Northern German singer-songwriter Délage caught us off guard with his true blue sounds from a heavy heart. There’s no denying the bleak taste of backwash that comes with stepping into the darker side of infatuation; sometimes a good long stroll through fool’s paradise is what you need to cure a broken state of mind. We sat down with Délage and his band The Togetherness at a classic Amsterdam brown café to talk about the timeless topic of love.
Your latest album, Délage A.K.A. Loverboy Beatface, sounds pretty heartbroken. Are you?

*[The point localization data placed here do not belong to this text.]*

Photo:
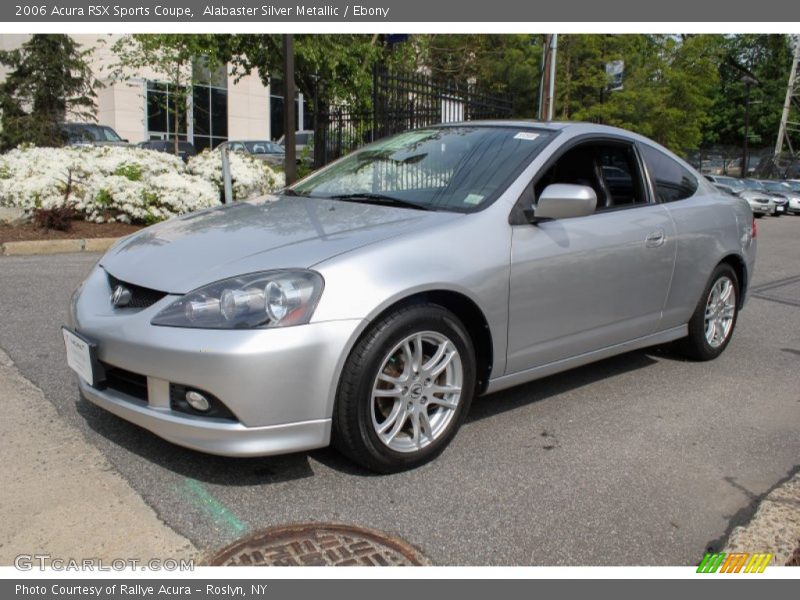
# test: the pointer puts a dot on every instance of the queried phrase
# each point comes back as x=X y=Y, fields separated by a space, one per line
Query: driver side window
x=611 y=169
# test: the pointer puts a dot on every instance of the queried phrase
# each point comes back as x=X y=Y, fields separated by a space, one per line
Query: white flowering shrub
x=250 y=176
x=125 y=184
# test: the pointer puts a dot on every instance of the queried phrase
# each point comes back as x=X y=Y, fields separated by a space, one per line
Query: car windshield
x=264 y=147
x=775 y=186
x=91 y=133
x=731 y=182
x=753 y=184
x=461 y=168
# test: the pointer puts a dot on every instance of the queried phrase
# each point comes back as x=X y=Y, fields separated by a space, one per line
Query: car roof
x=576 y=127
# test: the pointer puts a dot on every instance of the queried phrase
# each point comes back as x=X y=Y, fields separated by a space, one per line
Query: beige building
x=219 y=107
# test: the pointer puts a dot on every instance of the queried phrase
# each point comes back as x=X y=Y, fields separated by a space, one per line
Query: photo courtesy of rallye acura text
x=369 y=303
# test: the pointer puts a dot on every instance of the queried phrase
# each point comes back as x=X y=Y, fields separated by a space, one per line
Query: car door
x=582 y=284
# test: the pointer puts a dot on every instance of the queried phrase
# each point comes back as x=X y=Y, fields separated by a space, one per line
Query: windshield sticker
x=526 y=135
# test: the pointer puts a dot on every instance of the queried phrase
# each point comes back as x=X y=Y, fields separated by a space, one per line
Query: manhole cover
x=315 y=544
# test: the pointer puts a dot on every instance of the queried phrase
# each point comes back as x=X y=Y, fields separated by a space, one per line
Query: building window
x=210 y=116
x=161 y=98
x=302 y=109
x=207 y=104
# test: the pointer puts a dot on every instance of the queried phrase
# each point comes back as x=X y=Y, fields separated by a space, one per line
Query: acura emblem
x=121 y=296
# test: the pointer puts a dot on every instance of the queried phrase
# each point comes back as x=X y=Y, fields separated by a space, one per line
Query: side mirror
x=565 y=201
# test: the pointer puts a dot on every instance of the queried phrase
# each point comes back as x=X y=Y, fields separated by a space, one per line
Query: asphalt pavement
x=642 y=459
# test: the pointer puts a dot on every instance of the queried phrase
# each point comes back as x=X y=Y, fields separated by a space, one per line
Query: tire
x=700 y=344
x=387 y=385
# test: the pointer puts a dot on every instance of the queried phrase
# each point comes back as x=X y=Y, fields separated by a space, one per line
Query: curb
x=775 y=527
x=56 y=246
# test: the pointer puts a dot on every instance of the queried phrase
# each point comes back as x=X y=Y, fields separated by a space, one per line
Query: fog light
x=197 y=401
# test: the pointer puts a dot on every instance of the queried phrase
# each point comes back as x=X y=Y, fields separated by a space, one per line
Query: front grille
x=125 y=382
x=141 y=297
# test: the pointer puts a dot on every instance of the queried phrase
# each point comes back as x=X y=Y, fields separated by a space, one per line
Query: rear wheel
x=405 y=389
x=714 y=318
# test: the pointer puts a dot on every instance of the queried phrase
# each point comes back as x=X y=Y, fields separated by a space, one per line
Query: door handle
x=655 y=238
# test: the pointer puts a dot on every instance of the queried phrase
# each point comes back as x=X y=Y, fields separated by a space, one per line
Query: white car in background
x=794 y=197
x=760 y=203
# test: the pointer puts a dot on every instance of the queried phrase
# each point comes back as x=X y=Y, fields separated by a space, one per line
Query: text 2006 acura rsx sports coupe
x=369 y=303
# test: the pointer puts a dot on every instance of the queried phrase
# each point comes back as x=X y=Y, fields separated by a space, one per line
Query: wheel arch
x=470 y=315
x=738 y=264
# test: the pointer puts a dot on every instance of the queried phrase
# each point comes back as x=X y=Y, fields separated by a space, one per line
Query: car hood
x=184 y=253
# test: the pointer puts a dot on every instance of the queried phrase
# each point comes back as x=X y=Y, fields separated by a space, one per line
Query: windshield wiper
x=380 y=199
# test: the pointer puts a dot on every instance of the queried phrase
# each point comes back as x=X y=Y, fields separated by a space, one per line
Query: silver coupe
x=368 y=304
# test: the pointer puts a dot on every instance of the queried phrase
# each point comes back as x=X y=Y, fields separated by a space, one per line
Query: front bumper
x=280 y=384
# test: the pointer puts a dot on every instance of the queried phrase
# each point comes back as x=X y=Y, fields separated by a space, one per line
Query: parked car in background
x=794 y=199
x=91 y=134
x=761 y=204
x=270 y=152
x=304 y=144
x=369 y=303
x=756 y=189
x=713 y=165
x=734 y=183
x=780 y=194
x=185 y=149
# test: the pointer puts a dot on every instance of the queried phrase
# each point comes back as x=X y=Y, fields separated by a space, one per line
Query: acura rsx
x=369 y=303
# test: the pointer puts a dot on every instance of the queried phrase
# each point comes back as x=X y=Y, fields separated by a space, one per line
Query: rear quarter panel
x=709 y=227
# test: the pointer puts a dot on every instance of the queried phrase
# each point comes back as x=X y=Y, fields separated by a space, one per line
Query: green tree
x=667 y=90
x=49 y=81
x=766 y=58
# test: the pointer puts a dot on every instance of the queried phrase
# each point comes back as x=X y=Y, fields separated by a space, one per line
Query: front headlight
x=267 y=299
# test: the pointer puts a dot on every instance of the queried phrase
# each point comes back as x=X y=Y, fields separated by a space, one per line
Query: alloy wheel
x=720 y=312
x=417 y=391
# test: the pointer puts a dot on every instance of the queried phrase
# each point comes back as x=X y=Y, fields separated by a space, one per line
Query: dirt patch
x=79 y=230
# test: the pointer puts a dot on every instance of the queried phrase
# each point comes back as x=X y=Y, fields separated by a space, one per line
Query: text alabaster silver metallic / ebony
x=370 y=302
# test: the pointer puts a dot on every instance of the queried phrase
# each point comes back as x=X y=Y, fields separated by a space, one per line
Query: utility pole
x=792 y=96
x=748 y=83
x=547 y=83
x=290 y=158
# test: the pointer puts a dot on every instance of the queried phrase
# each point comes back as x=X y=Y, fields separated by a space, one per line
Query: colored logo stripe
x=734 y=562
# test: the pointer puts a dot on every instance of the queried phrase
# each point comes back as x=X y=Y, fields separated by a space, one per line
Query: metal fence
x=401 y=101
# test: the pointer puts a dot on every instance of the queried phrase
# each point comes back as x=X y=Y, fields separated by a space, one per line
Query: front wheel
x=714 y=318
x=405 y=389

At the time I wrote the album, probably. I always have the feeling that my perspective on how love goes is not confined to how ideal love works. There’s an extremely dark side to love. It makes you into a fool; it’s also extremely narcissistic because it’s about you feeling good. When somebody doesn’t love you, it has a lot to do with acceptance: because you love this person, you still think that this person must love you.

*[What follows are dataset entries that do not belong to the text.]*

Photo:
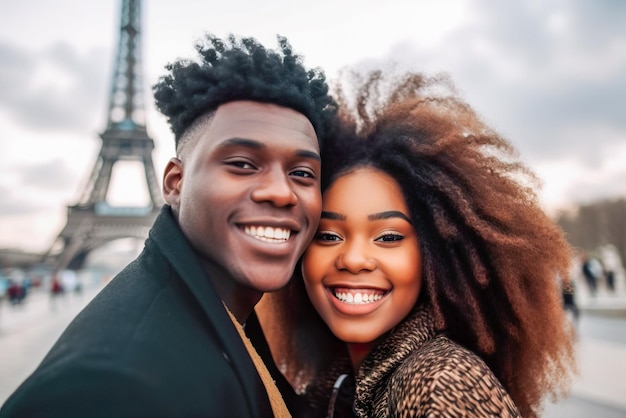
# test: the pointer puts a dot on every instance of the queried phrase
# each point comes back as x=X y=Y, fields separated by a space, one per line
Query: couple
x=426 y=285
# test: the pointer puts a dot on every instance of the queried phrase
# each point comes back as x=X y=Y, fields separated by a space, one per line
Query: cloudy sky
x=550 y=75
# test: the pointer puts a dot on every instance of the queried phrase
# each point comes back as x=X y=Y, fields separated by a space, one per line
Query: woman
x=433 y=262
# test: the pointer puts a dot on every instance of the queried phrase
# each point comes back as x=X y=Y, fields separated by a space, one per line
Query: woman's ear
x=173 y=181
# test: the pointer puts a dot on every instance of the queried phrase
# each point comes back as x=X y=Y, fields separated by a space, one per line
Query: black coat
x=155 y=342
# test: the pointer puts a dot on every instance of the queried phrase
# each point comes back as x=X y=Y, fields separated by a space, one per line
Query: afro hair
x=242 y=69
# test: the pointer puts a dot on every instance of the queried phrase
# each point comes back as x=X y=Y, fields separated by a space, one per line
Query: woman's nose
x=355 y=259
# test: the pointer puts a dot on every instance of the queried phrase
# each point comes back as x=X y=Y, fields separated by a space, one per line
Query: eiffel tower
x=93 y=222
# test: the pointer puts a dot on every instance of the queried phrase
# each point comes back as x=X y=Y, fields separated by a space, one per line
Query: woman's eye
x=327 y=237
x=390 y=237
x=242 y=164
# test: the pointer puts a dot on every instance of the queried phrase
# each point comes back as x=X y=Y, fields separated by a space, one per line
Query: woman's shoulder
x=445 y=376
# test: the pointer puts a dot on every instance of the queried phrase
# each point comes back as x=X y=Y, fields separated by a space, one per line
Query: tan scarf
x=276 y=399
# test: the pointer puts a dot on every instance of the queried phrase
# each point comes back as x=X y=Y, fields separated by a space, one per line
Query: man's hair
x=242 y=69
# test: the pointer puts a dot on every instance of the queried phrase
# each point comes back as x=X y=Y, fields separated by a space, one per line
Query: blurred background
x=549 y=75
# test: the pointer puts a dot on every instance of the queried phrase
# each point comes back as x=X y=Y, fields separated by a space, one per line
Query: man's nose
x=275 y=187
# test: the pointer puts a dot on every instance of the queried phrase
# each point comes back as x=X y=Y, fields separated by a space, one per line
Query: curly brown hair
x=491 y=256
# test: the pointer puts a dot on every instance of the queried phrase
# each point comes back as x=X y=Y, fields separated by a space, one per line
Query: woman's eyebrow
x=388 y=214
x=333 y=216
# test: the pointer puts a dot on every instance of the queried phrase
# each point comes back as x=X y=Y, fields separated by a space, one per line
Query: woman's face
x=363 y=269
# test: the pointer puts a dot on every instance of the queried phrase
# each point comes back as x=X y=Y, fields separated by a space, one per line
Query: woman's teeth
x=357 y=298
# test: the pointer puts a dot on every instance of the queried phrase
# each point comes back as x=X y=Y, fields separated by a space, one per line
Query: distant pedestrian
x=590 y=275
x=568 y=291
x=56 y=291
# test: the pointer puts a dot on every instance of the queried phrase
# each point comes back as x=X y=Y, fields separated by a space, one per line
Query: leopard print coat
x=416 y=373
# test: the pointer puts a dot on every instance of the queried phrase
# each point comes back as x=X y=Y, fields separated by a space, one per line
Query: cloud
x=550 y=76
x=53 y=89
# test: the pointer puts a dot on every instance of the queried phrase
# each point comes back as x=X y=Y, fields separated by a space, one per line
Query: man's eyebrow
x=389 y=214
x=254 y=144
x=245 y=142
x=333 y=216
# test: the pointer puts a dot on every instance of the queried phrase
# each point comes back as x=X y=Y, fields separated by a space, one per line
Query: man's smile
x=268 y=233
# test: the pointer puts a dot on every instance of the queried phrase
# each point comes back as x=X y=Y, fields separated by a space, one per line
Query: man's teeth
x=358 y=298
x=268 y=233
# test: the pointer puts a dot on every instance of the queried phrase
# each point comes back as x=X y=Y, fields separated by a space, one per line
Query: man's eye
x=303 y=173
x=390 y=237
x=327 y=237
x=241 y=164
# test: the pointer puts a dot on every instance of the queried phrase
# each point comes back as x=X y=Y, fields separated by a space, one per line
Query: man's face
x=247 y=194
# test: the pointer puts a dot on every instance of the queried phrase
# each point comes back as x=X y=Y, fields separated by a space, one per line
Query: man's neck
x=239 y=299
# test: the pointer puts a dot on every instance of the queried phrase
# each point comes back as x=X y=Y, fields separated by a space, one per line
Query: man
x=243 y=201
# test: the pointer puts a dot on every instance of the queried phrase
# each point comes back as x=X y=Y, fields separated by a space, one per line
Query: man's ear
x=173 y=181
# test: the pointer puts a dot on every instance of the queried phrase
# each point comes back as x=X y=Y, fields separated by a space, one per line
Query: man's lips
x=268 y=233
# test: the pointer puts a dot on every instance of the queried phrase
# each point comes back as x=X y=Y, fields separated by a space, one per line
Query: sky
x=548 y=75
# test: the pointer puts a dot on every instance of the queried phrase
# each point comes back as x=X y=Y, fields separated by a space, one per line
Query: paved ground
x=27 y=332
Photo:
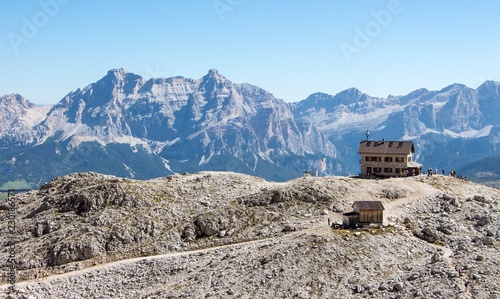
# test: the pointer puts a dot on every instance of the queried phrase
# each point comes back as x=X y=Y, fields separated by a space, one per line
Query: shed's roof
x=386 y=147
x=369 y=205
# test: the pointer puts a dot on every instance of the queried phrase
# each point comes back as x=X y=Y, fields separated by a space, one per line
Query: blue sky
x=290 y=48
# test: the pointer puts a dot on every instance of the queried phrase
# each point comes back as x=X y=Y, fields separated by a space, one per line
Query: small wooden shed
x=364 y=213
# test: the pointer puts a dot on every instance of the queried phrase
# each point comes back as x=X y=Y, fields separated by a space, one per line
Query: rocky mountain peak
x=16 y=100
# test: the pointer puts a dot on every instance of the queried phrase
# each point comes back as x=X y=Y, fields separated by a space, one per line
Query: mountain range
x=131 y=127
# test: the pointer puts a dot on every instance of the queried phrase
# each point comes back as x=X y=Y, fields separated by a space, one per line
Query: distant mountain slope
x=125 y=125
x=484 y=170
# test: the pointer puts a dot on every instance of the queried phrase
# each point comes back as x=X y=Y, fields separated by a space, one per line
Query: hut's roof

Because you love this person, you still think that this person must love you.
What is ideal love to you?
I think the idea is that your biochemistry goes totally nuts.
What do you think about late night phone calls?
They can be quite desperate, but I guess there’s different kinds. There’s the kind of late night phone call, reminding them how much you love them or how much you’re craving for them. Then there’s these other kind of calls where it’s about regretting something.
You’ve put your phone number out there. Is that an invitation?
Yeah my phone number is on the album cover. The first gig that we played, friends of mine set up a projector toward the wall behind us. They were projecting an iPhone which my sim card was locked to so people could send messages directly from the audience. I think we got 80 messages.
I know that you still love me because in some sense, I love you.
Were they any good?
There was a lot of bollocks, like ‘hey, where are you right now in the crowd?’, but there was also a lot of good stuff, like ‘don’t lose hope’. I think that was quite nice, people reacting to the content of the music.
There’s a song on A.K.A. Loverboy Beatface expressing persistent hope.
Yeah that’s on ‘Loverboy Creation’. Sometimes you still have the thought ‘you must still think about me’, which is sort of narcissistic, and it comes out as: I know that you still love me because in some sense, I love you.
The entire album seems to be a loverboy’s creation.
Yeah, totally. Now that I’ve written this album I have the feeling that I don’t know how I can ever write about anything else but love.